Sorry, da kann ich dir auch nicht helfen.

du könntest höchstens mal noch probieren das xdm init-skript zu beenden, und dann einfach startx auszuführen. wenns dann klappt, dann liegts nicht am x11, sondern an deinem xdm. Ansonsten weiß ich auch nix mehr

----------

## uhai

startx funktioniert genauso - gleiches Ergebnis...

gehe ich mit der Maus nach unten oder rechts verschiebt sich die angezeigte Oberfläche nach oben oder links..

uhai

----------

## Josef.95

 *Quote:*   

> Hallo zusammen,
> 
> nach dem letzten KDE-Update vor zwei Tagen war der Anmeldebildschirm in übler Auflösung (800x600?) ohne Maus und Tastatur. Deshalb habe ich wie in der Doku beschrieben X-Server und nvidia-guide meinen X-Server neu aufgesetzt. Dabei habe ich festgestellt, das in meiner alten xorg.conf noch die Definitionen vom alten Monitor stehen. Also habe ich diese Datei umbenannt, mit nvidia-xconfig eine neue geschrieben und seitdem läuft der X-Server. Lediglich ein Problem habe ich:
> 
> Die Benutzeroberfläche ist größer als mein Monitor.

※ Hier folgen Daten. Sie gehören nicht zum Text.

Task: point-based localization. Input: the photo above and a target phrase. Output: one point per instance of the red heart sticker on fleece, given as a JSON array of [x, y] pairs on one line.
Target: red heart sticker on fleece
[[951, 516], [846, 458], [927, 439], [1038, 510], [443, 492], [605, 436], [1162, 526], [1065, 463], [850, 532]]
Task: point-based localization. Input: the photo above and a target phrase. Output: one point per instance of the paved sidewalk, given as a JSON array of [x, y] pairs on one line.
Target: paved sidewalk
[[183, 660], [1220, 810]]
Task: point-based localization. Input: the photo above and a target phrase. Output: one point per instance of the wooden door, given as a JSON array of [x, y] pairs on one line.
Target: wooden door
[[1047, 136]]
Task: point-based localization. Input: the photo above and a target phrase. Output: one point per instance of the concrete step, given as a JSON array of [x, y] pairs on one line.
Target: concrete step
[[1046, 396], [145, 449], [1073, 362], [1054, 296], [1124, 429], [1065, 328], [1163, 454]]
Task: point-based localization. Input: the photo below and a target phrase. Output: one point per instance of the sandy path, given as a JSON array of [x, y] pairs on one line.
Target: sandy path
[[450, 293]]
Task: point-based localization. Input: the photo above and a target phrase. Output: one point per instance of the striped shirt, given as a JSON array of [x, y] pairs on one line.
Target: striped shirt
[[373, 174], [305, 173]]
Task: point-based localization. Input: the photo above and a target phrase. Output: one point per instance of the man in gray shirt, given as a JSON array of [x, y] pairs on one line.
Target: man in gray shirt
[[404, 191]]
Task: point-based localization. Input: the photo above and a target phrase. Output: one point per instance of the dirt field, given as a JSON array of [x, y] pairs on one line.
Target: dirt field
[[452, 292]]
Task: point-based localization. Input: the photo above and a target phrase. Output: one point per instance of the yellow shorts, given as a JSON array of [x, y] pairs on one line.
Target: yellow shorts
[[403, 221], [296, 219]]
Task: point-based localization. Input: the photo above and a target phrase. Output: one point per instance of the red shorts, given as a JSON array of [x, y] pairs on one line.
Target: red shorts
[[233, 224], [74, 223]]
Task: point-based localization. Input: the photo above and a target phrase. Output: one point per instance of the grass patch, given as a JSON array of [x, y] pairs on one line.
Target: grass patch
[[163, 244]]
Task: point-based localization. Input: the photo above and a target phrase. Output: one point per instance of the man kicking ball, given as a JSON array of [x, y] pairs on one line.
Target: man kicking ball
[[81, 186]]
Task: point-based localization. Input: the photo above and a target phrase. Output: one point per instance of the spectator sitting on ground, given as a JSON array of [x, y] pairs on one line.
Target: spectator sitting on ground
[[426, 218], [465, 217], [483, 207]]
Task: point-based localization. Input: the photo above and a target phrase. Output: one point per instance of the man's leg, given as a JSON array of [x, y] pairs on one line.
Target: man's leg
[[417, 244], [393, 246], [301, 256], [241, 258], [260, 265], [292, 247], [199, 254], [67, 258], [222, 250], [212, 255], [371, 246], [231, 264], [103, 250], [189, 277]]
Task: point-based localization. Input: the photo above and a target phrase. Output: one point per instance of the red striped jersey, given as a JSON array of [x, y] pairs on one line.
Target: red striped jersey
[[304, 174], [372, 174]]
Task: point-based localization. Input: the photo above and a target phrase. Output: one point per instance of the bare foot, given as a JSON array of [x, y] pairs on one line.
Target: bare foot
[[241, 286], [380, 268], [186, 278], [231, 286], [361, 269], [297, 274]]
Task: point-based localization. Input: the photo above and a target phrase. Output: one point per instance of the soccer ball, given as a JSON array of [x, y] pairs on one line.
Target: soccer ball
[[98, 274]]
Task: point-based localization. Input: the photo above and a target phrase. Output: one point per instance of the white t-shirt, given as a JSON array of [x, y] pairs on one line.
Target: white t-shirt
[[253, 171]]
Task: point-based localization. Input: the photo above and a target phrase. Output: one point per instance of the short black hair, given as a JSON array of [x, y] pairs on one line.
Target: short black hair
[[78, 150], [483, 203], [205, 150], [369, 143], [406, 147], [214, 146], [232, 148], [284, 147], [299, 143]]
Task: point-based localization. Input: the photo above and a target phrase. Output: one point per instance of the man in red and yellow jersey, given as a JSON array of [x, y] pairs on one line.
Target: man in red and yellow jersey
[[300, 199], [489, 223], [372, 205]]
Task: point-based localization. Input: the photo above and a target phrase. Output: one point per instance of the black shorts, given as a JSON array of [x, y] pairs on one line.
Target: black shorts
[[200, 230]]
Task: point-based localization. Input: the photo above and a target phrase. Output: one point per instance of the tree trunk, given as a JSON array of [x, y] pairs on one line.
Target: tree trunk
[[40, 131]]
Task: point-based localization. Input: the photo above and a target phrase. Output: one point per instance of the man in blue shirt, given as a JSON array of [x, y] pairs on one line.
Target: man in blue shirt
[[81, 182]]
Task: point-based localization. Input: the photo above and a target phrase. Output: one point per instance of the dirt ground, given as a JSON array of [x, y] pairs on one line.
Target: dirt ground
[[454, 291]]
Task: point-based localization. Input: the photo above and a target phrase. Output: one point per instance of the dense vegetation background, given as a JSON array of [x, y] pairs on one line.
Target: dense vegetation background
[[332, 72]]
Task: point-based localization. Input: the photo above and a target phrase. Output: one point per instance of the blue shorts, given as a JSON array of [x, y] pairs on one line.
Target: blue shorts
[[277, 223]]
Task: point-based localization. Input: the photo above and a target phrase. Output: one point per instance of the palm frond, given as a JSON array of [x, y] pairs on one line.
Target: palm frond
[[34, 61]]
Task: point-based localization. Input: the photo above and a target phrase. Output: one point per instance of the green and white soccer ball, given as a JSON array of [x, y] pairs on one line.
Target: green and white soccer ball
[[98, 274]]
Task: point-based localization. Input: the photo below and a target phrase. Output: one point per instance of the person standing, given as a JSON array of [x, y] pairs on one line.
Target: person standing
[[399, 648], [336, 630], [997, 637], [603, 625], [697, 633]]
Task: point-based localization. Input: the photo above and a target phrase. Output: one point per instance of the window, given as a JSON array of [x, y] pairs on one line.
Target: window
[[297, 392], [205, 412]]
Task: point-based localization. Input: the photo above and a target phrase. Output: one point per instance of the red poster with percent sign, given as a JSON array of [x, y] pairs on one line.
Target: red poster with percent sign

Geht man mit der Maus nach rechts oder nach unten, wird der sichtbare Teil der Oberfläche verschoben und ich bekomme einen breiten schwarzen Rand. diesen Effekt bekomme ich nicht weg.... stört aber.
> ...

 

Hallo uhai,

hm, ist ja ungewöhnlich..

Vermutlich ist das ganze nach dem wechseln vom 200er zum 300er nvidia-drivers aufgetreten? Wenn ja, beachte das sich zwischen diesen Treiber Versionen sehr viel geändert hat - sprich den neuen Treiber solltest du möglichst komplett neu einrichten.

Ein Schuss ins Blaue: Entferne doch (sofern vorhanden) auch mal die ~/.nvidia-settings-rc

eventuell sind dort noch zum neuen Treiber inkompatible Settings drin enthalten.

----------

## wuesti

Mir sieht das so aus, als hättest du im KDE einen größeren virtuellen Desktop eingestellt.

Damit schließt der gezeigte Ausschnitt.